2. Atlas of the World. Chicago; Container Corporation of America, 1936 (WorldCat). The Altas was prepared by Chicago-based Rand McNally for the CCA.
3. For an excellent review of Bayer and his Atlas see: Anker, Peder. “Graphic Language: Herbert Bayer’s Environmental Design” Environmental History 2007 Apr;12 254–78 (online)
4. Bayer, Herbert. World Geo-Graphic Atlas: A Composite of Man’s Environment. Chicago: Container Corporation of America, 1953 (WorldCat). The atlas was also published in a revised German edition: Goldmanns Grosser Weltatlas. Munich: Wilhelm Goldmann Verlag, 1955 (WorldCat). The 368-page oversized book (11½ × 15¾") was bound in gold-stamped monkscloth (i.e., burlap) and packaged in a cardboard slipcase.

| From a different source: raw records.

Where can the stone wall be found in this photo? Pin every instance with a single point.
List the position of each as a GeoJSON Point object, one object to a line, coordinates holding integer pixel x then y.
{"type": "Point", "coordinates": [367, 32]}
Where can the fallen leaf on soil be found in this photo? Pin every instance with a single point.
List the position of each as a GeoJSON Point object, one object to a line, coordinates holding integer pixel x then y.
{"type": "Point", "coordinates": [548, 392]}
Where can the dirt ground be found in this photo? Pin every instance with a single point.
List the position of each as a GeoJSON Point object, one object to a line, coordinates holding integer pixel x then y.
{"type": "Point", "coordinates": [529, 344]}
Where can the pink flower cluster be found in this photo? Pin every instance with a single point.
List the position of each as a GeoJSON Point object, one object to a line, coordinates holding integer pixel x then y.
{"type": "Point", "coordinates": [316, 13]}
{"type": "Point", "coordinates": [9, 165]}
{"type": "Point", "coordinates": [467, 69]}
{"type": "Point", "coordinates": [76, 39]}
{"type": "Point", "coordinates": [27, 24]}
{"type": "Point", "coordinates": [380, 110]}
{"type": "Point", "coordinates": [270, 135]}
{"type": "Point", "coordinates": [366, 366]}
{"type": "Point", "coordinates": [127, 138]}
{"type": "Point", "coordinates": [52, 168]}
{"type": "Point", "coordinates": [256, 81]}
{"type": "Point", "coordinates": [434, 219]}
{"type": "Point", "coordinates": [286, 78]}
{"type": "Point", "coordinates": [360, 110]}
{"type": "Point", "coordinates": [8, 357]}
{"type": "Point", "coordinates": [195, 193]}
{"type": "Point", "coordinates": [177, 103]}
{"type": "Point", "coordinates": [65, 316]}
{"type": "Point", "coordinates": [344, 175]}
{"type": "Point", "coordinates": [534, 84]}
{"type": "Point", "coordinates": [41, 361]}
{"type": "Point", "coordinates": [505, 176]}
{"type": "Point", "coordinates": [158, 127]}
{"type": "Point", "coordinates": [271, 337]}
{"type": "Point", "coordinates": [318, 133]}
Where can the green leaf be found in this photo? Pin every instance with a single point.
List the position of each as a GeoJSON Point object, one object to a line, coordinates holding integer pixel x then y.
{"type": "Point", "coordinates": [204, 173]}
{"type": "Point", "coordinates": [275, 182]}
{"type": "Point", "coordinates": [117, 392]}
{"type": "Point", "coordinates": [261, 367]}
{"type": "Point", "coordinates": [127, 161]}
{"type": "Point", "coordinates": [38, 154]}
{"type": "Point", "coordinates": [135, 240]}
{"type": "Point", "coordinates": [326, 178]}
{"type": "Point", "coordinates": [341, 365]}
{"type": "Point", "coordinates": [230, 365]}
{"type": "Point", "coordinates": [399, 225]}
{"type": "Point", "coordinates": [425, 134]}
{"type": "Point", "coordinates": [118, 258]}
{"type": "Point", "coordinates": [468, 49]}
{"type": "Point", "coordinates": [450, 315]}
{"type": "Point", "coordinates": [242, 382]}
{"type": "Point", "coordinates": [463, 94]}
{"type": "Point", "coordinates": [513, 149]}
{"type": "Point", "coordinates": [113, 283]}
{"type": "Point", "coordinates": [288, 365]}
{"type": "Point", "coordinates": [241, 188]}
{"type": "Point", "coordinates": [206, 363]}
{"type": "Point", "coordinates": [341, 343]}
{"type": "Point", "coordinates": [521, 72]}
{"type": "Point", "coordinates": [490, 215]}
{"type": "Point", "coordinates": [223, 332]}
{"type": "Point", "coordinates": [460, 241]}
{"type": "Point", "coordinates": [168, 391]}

True story: I found my copy of the Atlas at the Aug 2013 Friends of the Library book sale. Out of pocket cost: 6.00 USD. It soon became apparent that there would be no way I could properly scan it so the images here are from the David Rumsey Map Collection.
5. Ullman, E. L. “World Geo-Graphic Atlas: A Composite of Man’s Environment by Herbert Bayer.” Geographical Review 1955 Jan;45(1): 147–149. Groff Conklin. “World Geo-graphic Atlas.” Print 1955 Jul/Aug;9: 44–51.